Ungeachtet der aktuellen Entwicklungen und der weiter ungeklärten Frage, wo das Camp schlussendlich stattfinden wird, ruft das in dieser Woche in Merken gegründete „Bündnis gegen Extremismus und Gewalt“ für den kommenden Freitag, 26. Oktober, 16 Uhr, zu einer Demonstration gegen das Protestcamp in Merken auf. „Hierzu sind alle Bürger eingeladen, die außerhalb des Konfliktes um Klimawandel, Energiewende und RWE die rechtswidrigen Aktionen der extremistischen Strippenzieher im Hintergrund von ‚Ende Gelände‘ nicht unwidersprochen hinnehmen wollen“, erklärt der Merkener Bezirksausschussvorsitzende Horst Knapp. Er spricht von einer überparteilichen Initiative aus der Bürgerschaft heraus, an der sich auch Vertreter umliegender Orte beteiligt haben. Knapp will eine Kundgebung mit 300 bis 500 Teilnehmern anmelden, allerdings hoffen er und seine Mitstreiter auf mehr als 1000 Teilnehmer. Geplant ist ein Demonstrationszug durch den Ort mit einer zentralen Kundgebung.

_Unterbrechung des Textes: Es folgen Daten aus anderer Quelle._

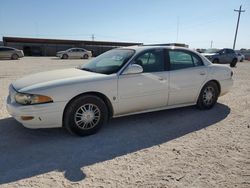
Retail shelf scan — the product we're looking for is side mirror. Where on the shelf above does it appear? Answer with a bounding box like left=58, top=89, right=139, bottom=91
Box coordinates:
left=123, top=64, right=143, bottom=74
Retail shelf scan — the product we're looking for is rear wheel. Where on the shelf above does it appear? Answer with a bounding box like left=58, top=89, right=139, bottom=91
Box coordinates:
left=83, top=54, right=89, bottom=59
left=11, top=54, right=18, bottom=60
left=230, top=59, right=237, bottom=67
left=197, top=82, right=219, bottom=110
left=64, top=95, right=108, bottom=136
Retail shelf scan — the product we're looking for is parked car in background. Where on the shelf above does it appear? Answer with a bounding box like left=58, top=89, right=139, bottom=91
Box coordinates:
left=202, top=48, right=238, bottom=67
left=7, top=46, right=233, bottom=136
left=0, top=46, right=24, bottom=60
left=237, top=53, right=245, bottom=62
left=56, top=48, right=92, bottom=59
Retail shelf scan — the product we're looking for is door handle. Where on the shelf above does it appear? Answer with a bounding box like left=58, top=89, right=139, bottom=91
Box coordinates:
left=158, top=77, right=165, bottom=81
left=200, top=71, right=206, bottom=76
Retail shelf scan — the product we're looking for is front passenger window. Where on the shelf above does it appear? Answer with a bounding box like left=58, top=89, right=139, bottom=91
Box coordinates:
left=169, top=50, right=203, bottom=70
left=135, top=49, right=165, bottom=72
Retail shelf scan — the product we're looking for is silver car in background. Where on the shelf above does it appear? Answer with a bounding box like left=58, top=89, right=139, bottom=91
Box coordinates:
left=56, top=48, right=92, bottom=59
left=0, top=46, right=24, bottom=60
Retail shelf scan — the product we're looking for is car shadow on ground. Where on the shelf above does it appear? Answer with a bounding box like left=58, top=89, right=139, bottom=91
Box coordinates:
left=0, top=104, right=230, bottom=185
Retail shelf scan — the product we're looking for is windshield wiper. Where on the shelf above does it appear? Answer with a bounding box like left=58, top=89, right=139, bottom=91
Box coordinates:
left=80, top=68, right=95, bottom=72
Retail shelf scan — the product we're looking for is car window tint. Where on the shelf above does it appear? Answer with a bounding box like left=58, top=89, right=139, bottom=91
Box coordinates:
left=169, top=51, right=194, bottom=70
left=169, top=50, right=203, bottom=70
left=135, top=49, right=165, bottom=72
left=192, top=55, right=203, bottom=67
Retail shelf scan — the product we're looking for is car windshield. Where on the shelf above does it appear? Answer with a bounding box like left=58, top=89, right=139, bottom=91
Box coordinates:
left=80, top=49, right=135, bottom=74
left=204, top=48, right=219, bottom=53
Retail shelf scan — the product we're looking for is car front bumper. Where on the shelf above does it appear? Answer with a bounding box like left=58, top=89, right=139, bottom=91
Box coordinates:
left=6, top=96, right=66, bottom=129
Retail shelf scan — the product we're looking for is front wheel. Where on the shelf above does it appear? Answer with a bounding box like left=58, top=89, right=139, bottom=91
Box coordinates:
left=64, top=95, right=108, bottom=136
left=11, top=54, right=18, bottom=60
left=197, top=82, right=219, bottom=110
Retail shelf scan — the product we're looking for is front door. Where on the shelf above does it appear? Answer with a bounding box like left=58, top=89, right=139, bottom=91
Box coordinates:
left=117, top=49, right=169, bottom=115
left=168, top=50, right=208, bottom=106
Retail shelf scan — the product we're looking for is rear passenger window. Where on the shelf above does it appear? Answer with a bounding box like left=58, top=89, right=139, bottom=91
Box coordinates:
left=135, top=49, right=165, bottom=72
left=169, top=50, right=203, bottom=70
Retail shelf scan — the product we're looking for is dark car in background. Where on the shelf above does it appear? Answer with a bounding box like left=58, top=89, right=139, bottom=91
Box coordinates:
left=0, top=46, right=24, bottom=60
left=202, top=48, right=238, bottom=67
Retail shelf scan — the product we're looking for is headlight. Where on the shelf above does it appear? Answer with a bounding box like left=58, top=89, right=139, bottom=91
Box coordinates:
left=15, top=93, right=53, bottom=105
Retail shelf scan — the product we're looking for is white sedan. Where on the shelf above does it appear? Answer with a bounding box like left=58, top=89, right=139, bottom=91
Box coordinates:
left=56, top=48, right=92, bottom=59
left=7, top=46, right=233, bottom=136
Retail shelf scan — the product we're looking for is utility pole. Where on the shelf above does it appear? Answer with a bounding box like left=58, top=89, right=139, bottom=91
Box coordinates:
left=176, top=16, right=180, bottom=42
left=233, top=5, right=245, bottom=49
left=91, top=34, right=95, bottom=41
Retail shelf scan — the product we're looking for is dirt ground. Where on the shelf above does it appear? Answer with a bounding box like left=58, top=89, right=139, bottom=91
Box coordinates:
left=0, top=57, right=250, bottom=188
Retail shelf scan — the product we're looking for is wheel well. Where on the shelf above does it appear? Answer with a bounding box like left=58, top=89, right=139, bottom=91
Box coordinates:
left=63, top=92, right=114, bottom=125
left=206, top=80, right=221, bottom=95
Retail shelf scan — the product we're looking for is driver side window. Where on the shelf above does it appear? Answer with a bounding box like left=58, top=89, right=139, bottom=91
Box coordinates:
left=135, top=49, right=165, bottom=72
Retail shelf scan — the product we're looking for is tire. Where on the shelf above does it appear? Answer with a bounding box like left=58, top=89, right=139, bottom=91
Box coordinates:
left=230, top=59, right=237, bottom=67
left=196, top=82, right=219, bottom=110
left=213, top=59, right=219, bottom=64
left=11, top=54, right=19, bottom=60
left=62, top=54, right=69, bottom=59
left=83, top=54, right=89, bottom=59
left=63, top=95, right=108, bottom=136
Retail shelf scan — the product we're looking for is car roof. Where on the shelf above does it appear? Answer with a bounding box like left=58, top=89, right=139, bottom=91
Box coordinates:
left=0, top=46, right=15, bottom=50
left=120, top=45, right=194, bottom=52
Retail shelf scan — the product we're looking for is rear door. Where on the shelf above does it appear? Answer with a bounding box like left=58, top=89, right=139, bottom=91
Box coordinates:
left=118, top=49, right=169, bottom=114
left=0, top=47, right=14, bottom=58
left=168, top=49, right=208, bottom=106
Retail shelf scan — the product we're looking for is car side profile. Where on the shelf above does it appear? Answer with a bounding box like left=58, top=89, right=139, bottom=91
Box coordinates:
left=0, top=46, right=24, bottom=60
left=7, top=46, right=233, bottom=136
left=202, top=48, right=238, bottom=67
left=56, top=48, right=92, bottom=59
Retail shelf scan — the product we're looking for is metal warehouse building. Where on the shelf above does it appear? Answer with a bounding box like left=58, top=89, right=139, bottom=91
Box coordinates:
left=3, top=37, right=142, bottom=56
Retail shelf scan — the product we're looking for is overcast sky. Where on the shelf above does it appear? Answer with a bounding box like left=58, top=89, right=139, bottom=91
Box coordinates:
left=0, top=0, right=250, bottom=49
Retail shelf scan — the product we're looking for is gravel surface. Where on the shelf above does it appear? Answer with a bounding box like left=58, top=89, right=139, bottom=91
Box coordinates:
left=0, top=57, right=250, bottom=188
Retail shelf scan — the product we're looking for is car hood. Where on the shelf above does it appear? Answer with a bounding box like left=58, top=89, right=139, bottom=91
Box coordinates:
left=12, top=68, right=107, bottom=92
left=201, top=53, right=216, bottom=56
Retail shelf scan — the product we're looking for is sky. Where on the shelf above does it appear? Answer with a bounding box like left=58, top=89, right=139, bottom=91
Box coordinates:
left=0, top=0, right=250, bottom=49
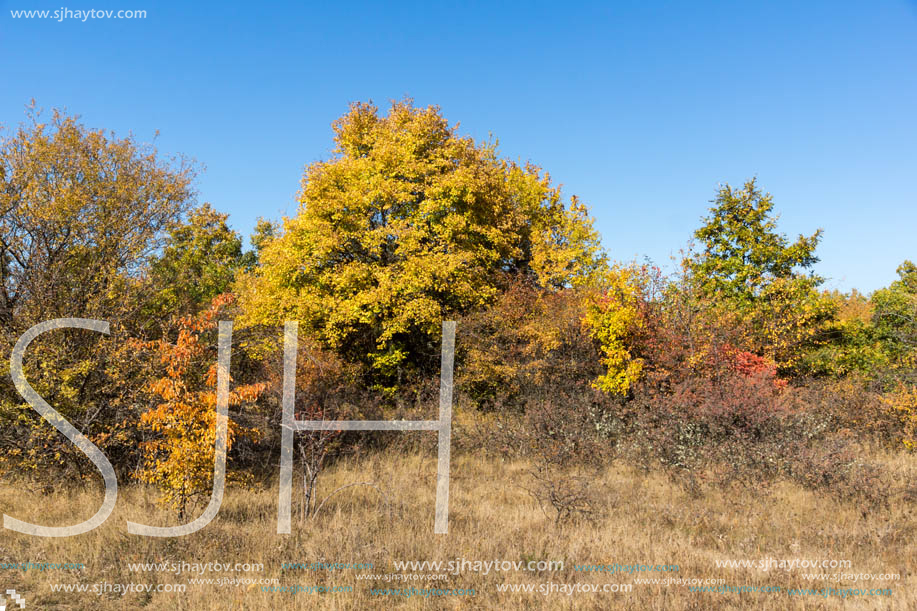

Ob die Niederzierer SPD ihrerseits zu weiteren Aktionen aufrufen wird, will sie entscheiden, wenn endgültig Klarheit über den Veranstaltungsort herrscht. Die Planungen liefen im Hintergrund auf Hochtouren, betonte Fraktionschef Johannes Komp. Flyer und Banner seien in Vorbereitung.